Le principe de l'indépendance et de l'inamovibilité des juges est consacré en France on le retrouve même dans la vénalité des offices, d'où sortit, suivant la belle expression de M. Royer Collard, une magistrature admirable (voyez ci-dessus, page 185). Il avait été méconnu dans la révolution. Le gouvernement impérial y était revenu par une organisation nouvelle des tribunaux; mais là, comme dans d'autres parties de l'administration publique, il n'avait pas tardé à introduire dans le pouvoir qu'il avait semblé faire indépendant des germes de dépendance et de servilité. Tel était le fameux décret ou règlement de 1807, en vertu duquel il ne fallait rien de plus que le prétexte d'infirmités réelles ou prétendues, supposées, qu'un simple rapport pour forcer un juge à accepter sa retraite. La seule obligation qui fût imposée au ministre se réduisait à demander préalablement les observations de cc magistrat, sans autre contrôle ni recours.

Les juges, en vain déclarés inamovibles par la Charte, puisqu'ils dépendaient du caprice d'un ministre, étaient encore sous l'empire de ce règlement de 1807.Tous les tribunaux en désiraient l'abrogation; mais pourtant on sentait la nécessité d'y subsistuer une loi qui mît les tribunaux à l'abri de la désorganisation qu'entraîneraient des incapacités physiques ou morales de leurs membres, sans attenter aux principes sur lesquels ils sont institués.

Tel était le but d'un projet de loi présenté le 17 avril à la Chambre des pairs par M. le garde des sceaux.
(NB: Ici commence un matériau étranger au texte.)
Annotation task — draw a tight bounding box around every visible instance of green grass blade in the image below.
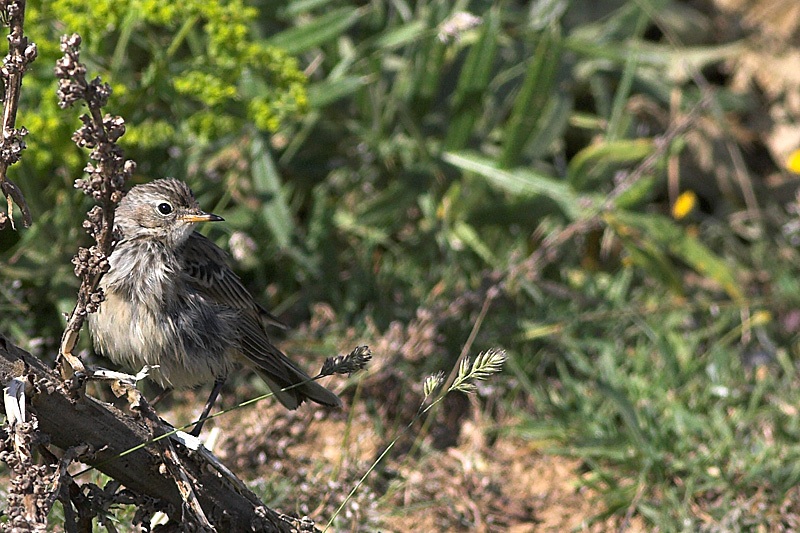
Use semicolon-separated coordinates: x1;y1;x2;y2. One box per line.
250;136;295;248
444;8;500;150
442;152;583;220
267;7;366;54
500;23;561;168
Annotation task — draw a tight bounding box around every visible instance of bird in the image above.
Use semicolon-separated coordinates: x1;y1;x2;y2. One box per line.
87;178;342;436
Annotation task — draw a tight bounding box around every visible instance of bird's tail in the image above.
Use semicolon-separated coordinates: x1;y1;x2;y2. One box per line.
256;365;342;409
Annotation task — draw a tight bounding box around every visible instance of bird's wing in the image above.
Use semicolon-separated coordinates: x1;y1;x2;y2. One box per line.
183;233;342;409
183;232;286;329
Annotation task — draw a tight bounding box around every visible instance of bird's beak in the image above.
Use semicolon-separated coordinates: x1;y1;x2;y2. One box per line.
181;211;225;223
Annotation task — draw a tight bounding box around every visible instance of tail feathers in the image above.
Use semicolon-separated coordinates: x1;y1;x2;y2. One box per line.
257;369;342;409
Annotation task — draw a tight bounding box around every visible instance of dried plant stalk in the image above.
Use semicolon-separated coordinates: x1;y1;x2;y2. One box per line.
56;34;136;379
0;0;36;229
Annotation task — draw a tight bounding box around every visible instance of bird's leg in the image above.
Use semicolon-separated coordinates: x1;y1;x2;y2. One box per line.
189;376;227;437
150;389;174;407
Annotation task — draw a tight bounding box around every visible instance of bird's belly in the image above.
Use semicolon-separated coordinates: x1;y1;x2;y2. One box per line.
88;292;235;389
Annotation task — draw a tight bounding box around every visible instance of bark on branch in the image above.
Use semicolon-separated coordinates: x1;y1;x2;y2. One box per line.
0;334;316;532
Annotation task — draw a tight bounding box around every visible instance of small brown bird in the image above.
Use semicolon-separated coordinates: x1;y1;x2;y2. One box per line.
88;179;342;435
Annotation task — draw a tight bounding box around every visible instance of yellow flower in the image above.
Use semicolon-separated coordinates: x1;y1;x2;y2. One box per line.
786;149;800;174
672;191;697;220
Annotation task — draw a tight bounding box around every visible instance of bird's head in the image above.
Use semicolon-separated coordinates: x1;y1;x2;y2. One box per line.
114;178;223;246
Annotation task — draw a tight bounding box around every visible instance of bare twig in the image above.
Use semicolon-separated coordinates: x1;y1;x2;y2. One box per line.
0;0;36;229
56;34;136;380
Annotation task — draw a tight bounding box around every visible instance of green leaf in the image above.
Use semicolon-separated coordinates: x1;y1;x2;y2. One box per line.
567;139;654;190
250;135;295;248
606;211;744;301
450;221;497;266
500;23;561;168
308;76;369;109
267;7;366;55
442;152;585;220
444;9;500;150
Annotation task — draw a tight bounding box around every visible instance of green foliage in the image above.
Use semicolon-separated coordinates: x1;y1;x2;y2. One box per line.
0;0;800;530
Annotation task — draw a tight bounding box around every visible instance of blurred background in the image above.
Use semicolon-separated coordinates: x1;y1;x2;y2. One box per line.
0;0;800;532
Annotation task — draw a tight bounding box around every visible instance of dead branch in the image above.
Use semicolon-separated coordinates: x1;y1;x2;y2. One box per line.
0;0;36;229
0;334;317;532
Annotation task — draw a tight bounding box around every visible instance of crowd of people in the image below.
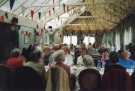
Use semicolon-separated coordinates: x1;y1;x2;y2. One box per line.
0;44;135;91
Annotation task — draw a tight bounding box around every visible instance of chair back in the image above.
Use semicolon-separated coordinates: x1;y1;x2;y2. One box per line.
69;74;76;91
131;71;135;91
105;64;126;72
0;65;10;91
102;69;132;91
79;69;101;91
13;67;45;91
46;66;70;91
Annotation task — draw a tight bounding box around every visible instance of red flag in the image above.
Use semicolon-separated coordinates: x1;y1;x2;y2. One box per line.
53;8;55;13
63;4;66;13
31;10;34;19
49;10;51;16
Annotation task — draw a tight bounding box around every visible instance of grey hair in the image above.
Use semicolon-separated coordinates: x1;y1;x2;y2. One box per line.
83;55;95;67
52;50;65;62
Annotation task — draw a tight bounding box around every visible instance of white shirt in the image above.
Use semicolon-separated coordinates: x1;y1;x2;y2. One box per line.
64;54;74;66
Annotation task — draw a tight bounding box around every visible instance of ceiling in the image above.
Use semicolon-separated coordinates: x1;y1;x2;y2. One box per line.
65;0;135;32
0;0;135;32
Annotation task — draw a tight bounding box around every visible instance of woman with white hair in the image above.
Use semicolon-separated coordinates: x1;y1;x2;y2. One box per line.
53;50;70;76
6;48;25;69
73;55;96;76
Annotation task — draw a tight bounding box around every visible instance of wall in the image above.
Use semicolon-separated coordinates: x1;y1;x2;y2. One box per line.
0;10;41;48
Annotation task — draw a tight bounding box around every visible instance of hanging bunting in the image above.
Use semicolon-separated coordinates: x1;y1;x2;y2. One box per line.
5;12;8;19
58;16;60;20
67;6;69;12
48;10;51;16
63;4;66;13
0;16;4;22
31;10;34;20
53;0;55;4
10;0;15;10
38;12;41;20
37;25;39;29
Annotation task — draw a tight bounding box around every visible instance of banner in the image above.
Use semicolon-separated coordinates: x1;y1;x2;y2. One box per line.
9;0;15;10
31;10;34;20
38;12;41;20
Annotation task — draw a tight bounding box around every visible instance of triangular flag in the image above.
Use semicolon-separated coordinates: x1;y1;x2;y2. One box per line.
5;12;8;19
58;16;60;20
63;4;66;13
0;16;4;22
53;0;55;4
38;12;41;19
53;8;55;14
67;6;69;11
31;10;34;19
10;0;15;10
L'inamovibilité ayant été accordée, disait S. G., afin que les fonctions de jage fussent mieux remplies, il est évident qu'elle ne peut cesser que lorsque le juge cesse lui-même de pouvoir ou de vouloir remplir ses fonctions. Ainsi la mort qui achève tout; la perte de la raison qui est la mort de l'homme intellectuel; la destruction des organes nécessaires aux opérations de l'esprit,

l'abdication, quand elle est prouvée selon la loi; les condamnations judiciaires, quand elles produisent l'incapacité civile seront autant de bornes où finira l'inamovibilité, mais seront les seules. Le juge est inamovible pour le prince, non pour la loi ni pour la nation; il est inamovible tant que la loi ne l'a pas fletri, tant que la nature ne l'a pas dépouillé de la faculté de voir et d'entendre, de concevoir et de prononcer. »
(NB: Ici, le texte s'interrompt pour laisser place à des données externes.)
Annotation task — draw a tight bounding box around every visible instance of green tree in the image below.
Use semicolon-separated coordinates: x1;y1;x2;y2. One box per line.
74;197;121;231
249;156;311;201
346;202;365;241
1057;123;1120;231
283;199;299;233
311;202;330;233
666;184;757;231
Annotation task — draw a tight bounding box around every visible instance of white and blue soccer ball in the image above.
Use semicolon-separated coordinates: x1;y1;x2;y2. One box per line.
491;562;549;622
M. le garde des sceaux reconnaît qu'on peut craindre des erreurs et des injustices, et désirer des épreuves qui servent de garantie et d'abri contre la précipitation et l'arbitraire dupouvoir; mais il observe que la loi nouvelle a pris des précautions telles, que le juge ne pourra jamais redouter qu'on abuse envers lui de ce pouvoir dangereux, comme sous l'empire du décret du 2 octobre 1807, dont les formes étaient si brusques, si faciles et si expéditives. On n'entrera pas dans le détail des dispositions du projet qui justifia le ministre, et qui ne souffrit que de légères altérations. ( Voyez le texte de la loi.)
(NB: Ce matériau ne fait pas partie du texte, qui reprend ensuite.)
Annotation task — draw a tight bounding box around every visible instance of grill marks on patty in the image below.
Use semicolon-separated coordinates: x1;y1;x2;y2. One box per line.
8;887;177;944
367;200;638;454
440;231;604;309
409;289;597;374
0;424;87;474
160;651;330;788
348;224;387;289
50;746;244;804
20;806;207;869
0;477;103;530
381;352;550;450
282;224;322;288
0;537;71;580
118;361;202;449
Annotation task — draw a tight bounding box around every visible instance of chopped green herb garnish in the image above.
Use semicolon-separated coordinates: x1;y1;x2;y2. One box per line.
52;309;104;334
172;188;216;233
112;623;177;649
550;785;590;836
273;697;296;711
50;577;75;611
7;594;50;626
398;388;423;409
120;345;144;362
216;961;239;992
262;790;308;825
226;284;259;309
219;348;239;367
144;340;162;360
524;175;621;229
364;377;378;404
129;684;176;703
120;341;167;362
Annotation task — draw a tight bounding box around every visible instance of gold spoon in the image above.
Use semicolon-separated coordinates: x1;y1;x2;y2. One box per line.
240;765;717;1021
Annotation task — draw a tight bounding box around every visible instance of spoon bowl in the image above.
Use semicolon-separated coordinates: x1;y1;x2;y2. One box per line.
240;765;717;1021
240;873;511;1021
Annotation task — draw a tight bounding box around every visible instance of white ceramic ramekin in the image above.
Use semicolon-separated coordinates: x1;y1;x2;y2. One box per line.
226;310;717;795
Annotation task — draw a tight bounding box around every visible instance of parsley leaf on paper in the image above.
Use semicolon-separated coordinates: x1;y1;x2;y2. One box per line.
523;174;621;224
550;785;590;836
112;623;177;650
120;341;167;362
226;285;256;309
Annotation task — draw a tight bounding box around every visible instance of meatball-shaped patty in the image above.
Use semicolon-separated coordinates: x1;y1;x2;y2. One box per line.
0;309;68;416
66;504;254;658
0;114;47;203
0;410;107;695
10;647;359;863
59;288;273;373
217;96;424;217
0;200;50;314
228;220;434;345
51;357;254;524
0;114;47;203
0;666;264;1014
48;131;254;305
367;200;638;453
(8 mai). Ce projet, renvoyé à l'examen d'une commission spéciale, y éprouva quelques objections, moins dans le principe que dans les termes. M. le marquis d'Orvilliers, chargé d'en faire le rapport, signalant d'abord le caractère despotique et abusif du décret ou règlement du 2 octobre 1807, exprima le désir qu'il ne fût pas même rappelé dans le projet de loi, puisqu'il se trouvait entièrement abrogé. Il reconnaissait qu'il eût été difficile de multiplier avec plus de prudence et de ménagement, les garanties que pouvaient réclamer en même temps l'intérêt public et la sécurité des magistrats... Il ne trouvait à y faire que de légères modifications dans les termes en faveur du magistrat, qui pouvait fournir ou ne pas fournir les explications écrites ou verbales qui lui seraient demandées par les commissaires, etc., etc. Le noble rapporteur, insistant sur la nécessité de l'indépendance et de l'inamovibilité des juges, saisissait cette occasion de montrer que tel avait été, long-temps avant la Charte, le principe des ordonnances de nos rois dans la constitution de l'ancienne magistrature, où l'hérédité même avait été définitivement consacrée à cet égard; il ne craignait pas de dire que la vénalité de ces offices en France n'avait jamais été ce que l'ont allégué des novateurs de mauvaise foi, avides de bouleversemens et de désordres.